Ein Kuss mit Verwesungsgeruch

Günter Herburger | Der Kuss
Günter Herburger
Der Kuss
Gedichte
A1 Verlag 2008
Ohne Schwierigkeit gelingt der Eintritt in die Gedichte von Günter Herburger. Er ist ein Autor der konkreten Benennung und der Alltäglichkeit, die er teils erzählend, teils reflektierend darlegt. Mit einfachen Worten schafft er große Bilder wie „ein Eimer voll Türklinken“ als Ausdruck der Ausweglosigkeit. Er enthebt das Erhabene und holt es in die reale Welt. Die wird allerdings nur als eine Folie benutzt, hinter der sich subtil eine abstrakte Ebene verbirgt, in der Herburger große Themen bis hin zum Schicksal der Welt behandelt: „Blut tropft aus den Fingernägeln / mehrerer Sonnen, deren Folterwerkzeuge / wir noch nicht kennen.“ Zivilisationskritisch stellt er sich bewusst gegen die Modeerscheinungen und die Technik und nähert sich dem Primitivismus; bei dem sich die Natur ihren Rang zurückerobert. Er ist ein Archäologe, der bei der Freilegung auf verschiedensten Schichten trifft, die weder aufeinander aufbauen oder zur selben Zeit entstanden sind, noch sich ineinander fügen. „Es gibt kaum Erde, / aber Geröll, unter dem man begraben wird“ und darunter lauern ausschließlich Bedrohungen.

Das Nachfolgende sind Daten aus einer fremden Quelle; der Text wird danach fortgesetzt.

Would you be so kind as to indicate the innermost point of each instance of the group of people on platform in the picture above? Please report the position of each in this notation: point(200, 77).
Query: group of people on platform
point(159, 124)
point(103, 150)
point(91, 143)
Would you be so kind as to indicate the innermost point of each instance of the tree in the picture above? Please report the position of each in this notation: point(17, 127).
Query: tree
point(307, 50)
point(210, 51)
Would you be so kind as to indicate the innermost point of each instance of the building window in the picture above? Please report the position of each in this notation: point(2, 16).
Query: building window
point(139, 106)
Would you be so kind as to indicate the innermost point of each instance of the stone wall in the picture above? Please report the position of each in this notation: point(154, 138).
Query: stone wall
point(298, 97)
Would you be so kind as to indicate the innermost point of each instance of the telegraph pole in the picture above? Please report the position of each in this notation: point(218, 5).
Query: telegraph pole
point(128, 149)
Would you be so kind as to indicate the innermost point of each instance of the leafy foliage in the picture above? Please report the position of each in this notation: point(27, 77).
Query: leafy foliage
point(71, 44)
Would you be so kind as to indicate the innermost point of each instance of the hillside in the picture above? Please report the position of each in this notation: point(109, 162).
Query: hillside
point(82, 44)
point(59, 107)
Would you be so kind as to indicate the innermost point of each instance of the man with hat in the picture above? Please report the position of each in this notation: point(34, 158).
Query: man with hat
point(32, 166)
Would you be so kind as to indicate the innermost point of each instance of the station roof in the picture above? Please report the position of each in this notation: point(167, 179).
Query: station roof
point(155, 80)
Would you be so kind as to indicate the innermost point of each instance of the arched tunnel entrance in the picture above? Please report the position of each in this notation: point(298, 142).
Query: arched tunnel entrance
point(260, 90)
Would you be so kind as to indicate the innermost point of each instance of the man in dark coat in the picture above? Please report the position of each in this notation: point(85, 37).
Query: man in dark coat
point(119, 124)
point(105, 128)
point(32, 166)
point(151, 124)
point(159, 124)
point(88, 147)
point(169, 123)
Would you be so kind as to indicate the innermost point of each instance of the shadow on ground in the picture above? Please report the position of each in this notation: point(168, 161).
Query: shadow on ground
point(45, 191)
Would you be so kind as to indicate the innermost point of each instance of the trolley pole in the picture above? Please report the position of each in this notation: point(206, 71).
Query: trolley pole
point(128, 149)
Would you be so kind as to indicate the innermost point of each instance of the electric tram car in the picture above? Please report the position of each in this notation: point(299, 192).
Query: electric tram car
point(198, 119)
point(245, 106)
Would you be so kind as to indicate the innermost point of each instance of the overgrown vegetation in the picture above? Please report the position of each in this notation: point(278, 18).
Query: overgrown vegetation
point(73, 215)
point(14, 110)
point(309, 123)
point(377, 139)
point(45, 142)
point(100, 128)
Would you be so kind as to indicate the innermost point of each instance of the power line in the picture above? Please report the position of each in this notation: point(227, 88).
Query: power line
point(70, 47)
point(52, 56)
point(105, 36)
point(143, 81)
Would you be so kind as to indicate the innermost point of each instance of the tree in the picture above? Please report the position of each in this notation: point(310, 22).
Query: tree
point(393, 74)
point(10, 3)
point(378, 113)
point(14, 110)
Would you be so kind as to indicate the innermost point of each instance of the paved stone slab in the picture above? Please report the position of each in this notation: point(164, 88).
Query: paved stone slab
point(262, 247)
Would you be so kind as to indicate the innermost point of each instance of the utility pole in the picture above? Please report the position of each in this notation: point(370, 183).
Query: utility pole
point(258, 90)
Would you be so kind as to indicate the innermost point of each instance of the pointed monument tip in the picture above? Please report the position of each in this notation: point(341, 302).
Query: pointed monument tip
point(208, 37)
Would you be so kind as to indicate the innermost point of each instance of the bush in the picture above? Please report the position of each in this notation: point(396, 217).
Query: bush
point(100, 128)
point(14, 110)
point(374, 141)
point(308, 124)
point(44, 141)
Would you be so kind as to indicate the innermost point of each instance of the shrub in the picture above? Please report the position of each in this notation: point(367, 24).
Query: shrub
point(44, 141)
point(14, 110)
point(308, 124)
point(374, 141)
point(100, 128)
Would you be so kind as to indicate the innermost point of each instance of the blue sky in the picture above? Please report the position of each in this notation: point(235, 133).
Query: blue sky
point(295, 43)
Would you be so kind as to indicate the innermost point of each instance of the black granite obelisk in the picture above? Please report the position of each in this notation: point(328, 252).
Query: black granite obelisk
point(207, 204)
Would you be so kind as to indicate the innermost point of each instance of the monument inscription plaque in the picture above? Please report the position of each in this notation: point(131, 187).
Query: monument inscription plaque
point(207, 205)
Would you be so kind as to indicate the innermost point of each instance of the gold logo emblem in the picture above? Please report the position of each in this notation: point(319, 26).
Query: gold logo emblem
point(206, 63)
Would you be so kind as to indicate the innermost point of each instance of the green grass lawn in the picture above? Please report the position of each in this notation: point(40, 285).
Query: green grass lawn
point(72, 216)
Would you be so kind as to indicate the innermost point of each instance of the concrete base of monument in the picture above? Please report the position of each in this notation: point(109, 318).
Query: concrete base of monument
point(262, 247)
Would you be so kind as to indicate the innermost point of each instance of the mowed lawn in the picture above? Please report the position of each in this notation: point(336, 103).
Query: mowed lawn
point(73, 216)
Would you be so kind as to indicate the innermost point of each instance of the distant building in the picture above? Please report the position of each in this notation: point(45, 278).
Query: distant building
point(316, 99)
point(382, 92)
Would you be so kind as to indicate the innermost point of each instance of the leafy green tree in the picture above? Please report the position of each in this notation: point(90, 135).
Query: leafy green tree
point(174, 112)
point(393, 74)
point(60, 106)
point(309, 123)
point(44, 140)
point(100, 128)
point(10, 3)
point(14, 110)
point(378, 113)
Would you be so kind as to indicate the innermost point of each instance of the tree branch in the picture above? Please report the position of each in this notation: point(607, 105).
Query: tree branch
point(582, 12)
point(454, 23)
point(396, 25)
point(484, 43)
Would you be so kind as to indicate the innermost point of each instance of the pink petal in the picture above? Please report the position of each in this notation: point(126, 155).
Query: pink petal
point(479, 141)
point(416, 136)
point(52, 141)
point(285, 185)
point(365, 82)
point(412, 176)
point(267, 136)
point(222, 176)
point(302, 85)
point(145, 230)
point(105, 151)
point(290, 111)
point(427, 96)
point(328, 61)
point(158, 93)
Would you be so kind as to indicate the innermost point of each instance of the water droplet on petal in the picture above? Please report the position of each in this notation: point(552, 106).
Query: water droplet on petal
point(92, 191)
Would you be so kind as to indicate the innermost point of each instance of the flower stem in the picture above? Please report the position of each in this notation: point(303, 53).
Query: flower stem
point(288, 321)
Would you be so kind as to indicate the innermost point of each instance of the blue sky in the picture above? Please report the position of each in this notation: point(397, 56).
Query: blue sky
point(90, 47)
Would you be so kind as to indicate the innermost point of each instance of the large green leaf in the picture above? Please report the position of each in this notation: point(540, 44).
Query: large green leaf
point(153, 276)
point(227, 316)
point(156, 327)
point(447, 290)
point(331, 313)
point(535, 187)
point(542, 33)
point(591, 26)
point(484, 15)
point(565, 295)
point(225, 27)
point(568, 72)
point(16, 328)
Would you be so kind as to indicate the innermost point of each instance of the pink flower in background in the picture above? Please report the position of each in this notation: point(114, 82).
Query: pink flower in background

Der Mensch ist für Günter Herburger nur noch als eine Tragikomödie darstellbar. Sein Schicksal wird mit einer Lächerlichkeit besiegelt: „Sie verknotet die Henkel einer Plastiktüte / vor dem Hals, als sei sie ein Elefantenmensch“. Herburger ist ein heiterer Melancholiker und verbindet aufs Natürlichste trockene, ironische Sentimentalität mit zynischer Ernüchterung. In den Versen „Frage der Angler: Tut`s weh? / Nur beim Lachen, seine Antwort. / Im Wörterbuch vergangener Sprache steht, / dass selbst Raupen sich beklagen können“, scheint Herburgers Poethologie deutlich durch. Nicht nur wird auf das Tragikomische angespielt, sondern auch auf sein Verfahren, die Konflikte auf die kleine Welt zu verlagern, die Tierwelt. Diese erscheint oft als Spiegel der Menschen und die Menschen werden animalisiert.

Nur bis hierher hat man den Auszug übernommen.